Former Pennsylvania House Speaker John Perzel, R-Philadelphia, left, and his attorney Fortunato Perri, right, depart the Dauphin County Courthouse Wednesday, Aug. 31, in Harrisburg, Pa. Perzel entered a guilty plea Wednesday to two counts of conflict of interest, two counts of theft and four counts of conspiracy. — AP PHOTO/BRADLEY C BOWER

Opening statements are expected to begin for a trio of defendants in the corruption case of former Pennsylvania House Speaker John Perzel.

In November 2009, Perzel, a Republican politician with a long history in Philadelphia, was among 10 people who were charged in a case alleging that taxpayers’ dollars were used to facilitate the creation of special computer programs and other resources that gave the Republican Party an advantage in elections.

As a result of the investigation, Perzel and six co-defendants pleaded guilty. Three defendants — former House GOP Whip Brett Feese, former Feese aide Jill Seaman and Brian Preski, former chief of staff for Perzel — went on trial on Monday.

Like former state Sen. Vince Fumo, Perzel and his associates were the focus of a lengthy investigation by law enforcement authorities. Perzel pleaded guilty to eight of 82 counts resulting from a state corruption probe that included charges of conflict of interest, conspiracy and theft.

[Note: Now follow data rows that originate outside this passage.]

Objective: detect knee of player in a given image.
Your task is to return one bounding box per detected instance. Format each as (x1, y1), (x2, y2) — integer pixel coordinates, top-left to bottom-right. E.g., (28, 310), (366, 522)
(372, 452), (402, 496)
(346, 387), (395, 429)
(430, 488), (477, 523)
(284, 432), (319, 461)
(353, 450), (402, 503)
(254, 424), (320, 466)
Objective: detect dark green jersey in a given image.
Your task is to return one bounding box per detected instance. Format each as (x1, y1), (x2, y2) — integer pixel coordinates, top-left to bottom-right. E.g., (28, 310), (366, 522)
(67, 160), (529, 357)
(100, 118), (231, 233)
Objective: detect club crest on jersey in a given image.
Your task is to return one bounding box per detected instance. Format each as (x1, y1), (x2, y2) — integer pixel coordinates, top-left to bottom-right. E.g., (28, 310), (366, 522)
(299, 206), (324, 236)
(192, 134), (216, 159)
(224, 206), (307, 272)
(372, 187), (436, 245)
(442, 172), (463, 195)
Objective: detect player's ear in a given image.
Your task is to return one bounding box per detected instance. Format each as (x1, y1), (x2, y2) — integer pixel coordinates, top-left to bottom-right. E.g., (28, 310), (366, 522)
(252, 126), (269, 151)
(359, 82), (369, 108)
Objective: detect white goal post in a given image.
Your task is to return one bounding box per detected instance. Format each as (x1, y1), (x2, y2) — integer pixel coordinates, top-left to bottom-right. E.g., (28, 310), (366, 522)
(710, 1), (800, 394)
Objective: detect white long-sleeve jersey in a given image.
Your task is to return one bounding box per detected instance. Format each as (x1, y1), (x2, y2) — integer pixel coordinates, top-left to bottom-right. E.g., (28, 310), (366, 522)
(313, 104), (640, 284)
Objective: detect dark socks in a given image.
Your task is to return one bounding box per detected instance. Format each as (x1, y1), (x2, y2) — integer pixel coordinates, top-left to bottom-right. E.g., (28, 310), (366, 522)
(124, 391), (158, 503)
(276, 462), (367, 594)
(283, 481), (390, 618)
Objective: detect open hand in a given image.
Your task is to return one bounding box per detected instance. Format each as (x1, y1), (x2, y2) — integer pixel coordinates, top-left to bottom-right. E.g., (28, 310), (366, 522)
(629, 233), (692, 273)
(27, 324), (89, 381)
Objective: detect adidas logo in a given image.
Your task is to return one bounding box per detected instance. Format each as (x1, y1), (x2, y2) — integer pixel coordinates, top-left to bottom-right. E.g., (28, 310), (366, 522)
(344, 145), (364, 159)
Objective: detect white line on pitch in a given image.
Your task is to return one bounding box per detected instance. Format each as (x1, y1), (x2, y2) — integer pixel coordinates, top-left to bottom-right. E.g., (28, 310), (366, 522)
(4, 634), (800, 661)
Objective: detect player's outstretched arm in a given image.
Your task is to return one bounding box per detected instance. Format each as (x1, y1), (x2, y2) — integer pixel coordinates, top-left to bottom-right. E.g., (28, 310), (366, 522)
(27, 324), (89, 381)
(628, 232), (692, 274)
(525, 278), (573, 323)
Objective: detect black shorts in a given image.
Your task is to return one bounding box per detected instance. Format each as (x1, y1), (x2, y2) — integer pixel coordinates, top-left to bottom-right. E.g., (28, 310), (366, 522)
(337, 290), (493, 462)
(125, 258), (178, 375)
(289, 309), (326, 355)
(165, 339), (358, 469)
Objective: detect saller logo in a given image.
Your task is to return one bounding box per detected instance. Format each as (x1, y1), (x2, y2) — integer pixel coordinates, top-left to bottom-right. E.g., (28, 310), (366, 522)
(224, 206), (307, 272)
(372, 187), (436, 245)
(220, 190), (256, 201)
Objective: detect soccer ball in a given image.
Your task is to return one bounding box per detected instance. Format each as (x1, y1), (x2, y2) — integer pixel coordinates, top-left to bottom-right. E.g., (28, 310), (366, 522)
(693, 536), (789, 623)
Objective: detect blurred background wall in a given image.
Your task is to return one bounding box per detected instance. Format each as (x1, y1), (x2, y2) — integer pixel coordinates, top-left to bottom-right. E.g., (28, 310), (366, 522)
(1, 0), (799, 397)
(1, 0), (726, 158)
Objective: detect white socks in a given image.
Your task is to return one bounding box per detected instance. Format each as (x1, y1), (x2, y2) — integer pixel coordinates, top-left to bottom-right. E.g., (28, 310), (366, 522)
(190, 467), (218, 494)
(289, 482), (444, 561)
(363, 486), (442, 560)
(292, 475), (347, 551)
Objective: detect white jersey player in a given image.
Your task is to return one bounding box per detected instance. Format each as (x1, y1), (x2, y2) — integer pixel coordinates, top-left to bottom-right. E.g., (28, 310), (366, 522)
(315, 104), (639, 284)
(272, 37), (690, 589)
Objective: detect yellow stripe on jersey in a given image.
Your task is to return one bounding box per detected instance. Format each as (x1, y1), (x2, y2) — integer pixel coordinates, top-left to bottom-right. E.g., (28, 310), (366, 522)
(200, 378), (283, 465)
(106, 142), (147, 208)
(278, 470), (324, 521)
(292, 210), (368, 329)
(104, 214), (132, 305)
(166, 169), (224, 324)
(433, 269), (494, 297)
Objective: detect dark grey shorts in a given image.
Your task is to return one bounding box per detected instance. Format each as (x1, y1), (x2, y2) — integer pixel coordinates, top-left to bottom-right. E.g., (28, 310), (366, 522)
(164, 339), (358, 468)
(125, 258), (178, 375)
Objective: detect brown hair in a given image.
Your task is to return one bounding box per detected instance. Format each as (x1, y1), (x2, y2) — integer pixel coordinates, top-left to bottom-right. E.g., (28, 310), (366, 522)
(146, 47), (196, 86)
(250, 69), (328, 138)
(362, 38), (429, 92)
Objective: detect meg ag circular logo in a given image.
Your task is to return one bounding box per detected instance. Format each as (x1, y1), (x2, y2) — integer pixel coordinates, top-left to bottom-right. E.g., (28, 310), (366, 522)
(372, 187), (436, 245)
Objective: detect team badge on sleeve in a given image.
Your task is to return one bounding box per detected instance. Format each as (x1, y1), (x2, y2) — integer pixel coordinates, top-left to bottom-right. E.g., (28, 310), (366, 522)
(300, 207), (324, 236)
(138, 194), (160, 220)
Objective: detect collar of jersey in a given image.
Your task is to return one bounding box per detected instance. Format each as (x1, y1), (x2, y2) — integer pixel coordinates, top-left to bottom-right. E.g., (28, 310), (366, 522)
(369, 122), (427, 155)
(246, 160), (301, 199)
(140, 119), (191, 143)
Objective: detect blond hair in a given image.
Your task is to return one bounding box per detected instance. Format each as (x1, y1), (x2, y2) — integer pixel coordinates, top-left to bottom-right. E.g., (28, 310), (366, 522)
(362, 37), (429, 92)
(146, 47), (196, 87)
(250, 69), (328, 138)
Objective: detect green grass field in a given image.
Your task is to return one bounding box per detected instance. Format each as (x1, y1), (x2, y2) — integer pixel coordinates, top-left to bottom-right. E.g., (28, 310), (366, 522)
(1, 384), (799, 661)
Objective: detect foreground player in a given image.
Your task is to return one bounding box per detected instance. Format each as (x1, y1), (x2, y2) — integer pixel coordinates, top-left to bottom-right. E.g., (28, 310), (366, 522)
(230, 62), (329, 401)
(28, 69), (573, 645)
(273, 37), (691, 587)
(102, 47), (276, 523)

“The truth is that as the legislative leader of my caucus, I oversaw the spending of millions of dollars in taxpayer funds, and I bear the responsibility for the improprieties that occurred in the spending of those dollars,” Perzel said in a prepared statement after his arrest. “It was up to me to see that taxpayer funds were spent only for the betterment of the people of Pennsylvania, and not for my political benefit or that of my party. To the people of Pennsylvania; to the voters who put their trust in me for the 32 years that I had the privilege of serving the 172nd District; and to my family and friends, I want to express my profound regret for my actions. You had a right to expect better from me, and I am sorry that I let you down.”

Perzel served as House Speaker from April 2003 until November 2006.

According to the state grand jury’s investigation, inquiries into allegations of misconduct began near the end of January 2007, focusing on large amounts of taxpayer monies that were allegedly secretly paid as bonuses to employees of state legislators, and then widened.

“Since 2007, the Office of the Attorney General has been investigating the potential misuse of public monies within the four caucuses: House Democratic, House Republican, Senate Republican and Senate Democrat of the Pennsylvania legislature. In its ensuing investigation of the House Republican Caucus, this Grand Jury has uncovered a concerted plan to use taxpayer funds, employees and resources for political campaign purposes.”

Eric S. Ruth, who worked in the House Republican technology office, also pleaded guilty along with Perzel and both men subsequently agreed to cooperate with investigators. In return, prosecutors dropped dozens of counts against each of them.

Perzel's guilty pleas amounted to four sets of two charges, each consisting of theft or conflict of interest. Those charges also included conspiracy. He faces up to 24 years in prison.

“Perzel developed a scheme, or a cover story, that the databases and programs were for constituent services, and would be available to all House Republican members and their staff,” said Governor Tom Corbett, when he served as attorney general, in a prepared statement. “In reality, Perzel was able to use the data and software programs for his own campaigns, and for the campaign arm of the caucus, the House Republican campaign committee.”